Study Determines More Research is Needed Regarding the Effect of Body Weight on Juvenile Idiopathic Arthritis

The Study

Juvenile idiopathic arthritis (JIA) is a rare disease that causes inflammation in the joints. It is of unknown origin and has no cure.

Previous investigations in studies with rheumatoid arthritis (another inflammatory disease) have indicated that overweight patients typically have worse disease progression and a poorer response to treatment. In general, we know that excess weight can pose mechanical stress on even an otherwise healthy individual. Additionally, we know that inflammatory molecules can be released by fat tissue.

However, until now, there hasn’t been a study specifically investigating the effect of body weight in JIA.

A new study published in Frontiers in Pharmacology has suggested that their may be a correlation between body weight and JIA disease course. General findings included-

  • Overweight/obese patients were more likely to experience inflammation in their lower limb joints.
  • Higher body weight could have a negative effect on patient’s response to JIA treatment
  • Higher body weight could have a negative effect on JIA disease course
  • Being overweight may also exacerbate symptoms of other inflammatory diseases

The research team analyzed the records of JIA patients treated at Meyer Children’s Hospital in Italy. 110 records were reviewed in total. 80 of the patients had a BMI in-between the 5th and 85th percentile (a healthy weight). 30 of the patients had a BMI over the 85th percentile (an overweight or obese weight).

Before the patients received treatment, those in the overweight group had a significantly greater amount of inflammation of the joints in their legs.
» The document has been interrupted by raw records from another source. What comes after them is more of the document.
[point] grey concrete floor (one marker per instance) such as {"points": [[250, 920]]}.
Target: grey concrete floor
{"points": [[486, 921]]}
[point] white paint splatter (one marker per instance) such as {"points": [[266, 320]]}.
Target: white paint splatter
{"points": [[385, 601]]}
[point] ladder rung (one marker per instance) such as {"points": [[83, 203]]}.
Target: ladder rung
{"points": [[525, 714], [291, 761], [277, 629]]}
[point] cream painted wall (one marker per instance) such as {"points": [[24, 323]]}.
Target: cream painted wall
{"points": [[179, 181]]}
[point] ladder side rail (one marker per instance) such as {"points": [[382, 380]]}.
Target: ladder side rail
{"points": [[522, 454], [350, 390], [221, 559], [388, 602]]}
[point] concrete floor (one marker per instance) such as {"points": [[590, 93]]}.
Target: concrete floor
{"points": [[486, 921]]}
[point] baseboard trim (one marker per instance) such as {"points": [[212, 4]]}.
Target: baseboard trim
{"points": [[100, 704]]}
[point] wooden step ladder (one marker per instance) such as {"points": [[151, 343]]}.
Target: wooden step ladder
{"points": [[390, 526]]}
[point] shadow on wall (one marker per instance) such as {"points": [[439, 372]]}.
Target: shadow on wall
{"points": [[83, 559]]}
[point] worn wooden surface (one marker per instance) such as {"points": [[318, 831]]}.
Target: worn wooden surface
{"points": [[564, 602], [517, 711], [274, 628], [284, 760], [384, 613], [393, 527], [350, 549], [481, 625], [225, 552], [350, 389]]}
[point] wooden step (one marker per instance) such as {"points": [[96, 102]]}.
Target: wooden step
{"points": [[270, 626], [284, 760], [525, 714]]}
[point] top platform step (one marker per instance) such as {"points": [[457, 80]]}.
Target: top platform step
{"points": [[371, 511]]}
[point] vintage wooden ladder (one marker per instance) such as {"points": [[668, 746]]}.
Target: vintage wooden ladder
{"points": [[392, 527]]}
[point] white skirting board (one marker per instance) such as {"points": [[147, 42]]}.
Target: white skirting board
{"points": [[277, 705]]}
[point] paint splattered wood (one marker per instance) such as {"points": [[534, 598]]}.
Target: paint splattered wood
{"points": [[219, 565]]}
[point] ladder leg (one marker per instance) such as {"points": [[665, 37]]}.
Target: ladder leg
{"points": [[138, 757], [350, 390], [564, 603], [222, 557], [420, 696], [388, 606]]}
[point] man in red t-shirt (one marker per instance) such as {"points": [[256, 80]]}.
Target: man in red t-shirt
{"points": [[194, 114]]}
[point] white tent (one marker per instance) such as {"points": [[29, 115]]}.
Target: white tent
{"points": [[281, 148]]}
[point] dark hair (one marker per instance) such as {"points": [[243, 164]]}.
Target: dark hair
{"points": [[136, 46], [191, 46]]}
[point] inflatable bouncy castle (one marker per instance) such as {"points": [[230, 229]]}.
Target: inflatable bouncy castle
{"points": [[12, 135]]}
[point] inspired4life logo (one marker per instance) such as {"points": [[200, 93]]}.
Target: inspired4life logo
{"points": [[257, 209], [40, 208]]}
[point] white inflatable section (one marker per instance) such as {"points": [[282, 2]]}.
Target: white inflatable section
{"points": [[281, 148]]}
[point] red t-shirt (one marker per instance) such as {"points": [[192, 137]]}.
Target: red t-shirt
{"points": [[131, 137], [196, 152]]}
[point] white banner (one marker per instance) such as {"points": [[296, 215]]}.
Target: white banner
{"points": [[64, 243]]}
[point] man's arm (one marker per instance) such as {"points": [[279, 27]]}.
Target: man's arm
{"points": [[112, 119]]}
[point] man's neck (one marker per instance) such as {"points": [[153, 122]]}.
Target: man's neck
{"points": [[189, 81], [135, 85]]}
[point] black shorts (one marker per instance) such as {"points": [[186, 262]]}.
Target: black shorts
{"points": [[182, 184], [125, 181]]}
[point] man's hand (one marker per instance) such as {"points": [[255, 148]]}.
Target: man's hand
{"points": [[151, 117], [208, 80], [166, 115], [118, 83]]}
However, levels of C-reactive protein, another measure of inflammation, did not vary significantly between the two groups. Since other levels of inflammation were not significant, the researchers weren’t able to confirm whether or not the observed joint inflammation in the heavier group was just a coincidence.

After the patients received DMARD treatment, 69 of them achieved remission. Of these, 35 individuals later relapsed. However, neither of these evaluations were statistically significant. That said, slightly fewer patients in the overweight group achieved remission and slightly more individuals in the overweight group relapsed.


There is a major issue with this study. The sample size was very small. With such small numbers, its hard to know whether or not the results came by chance or fact. This is especially true because the results were not very dramatic.

However, this research made clear that there is at least a strong possibility of correlation, and hopefully other studies will be initiated based on these findings. With further studies including more patients, results should be more clear.

In the meantime, we can continue to act on the knowledge we already have. For instance, we know from other, large studies, that obesity is not favorable for overall health. Since we already know that staying at a healthy weight is beneficial, it doesn’t hurt to heed the warnings from this study.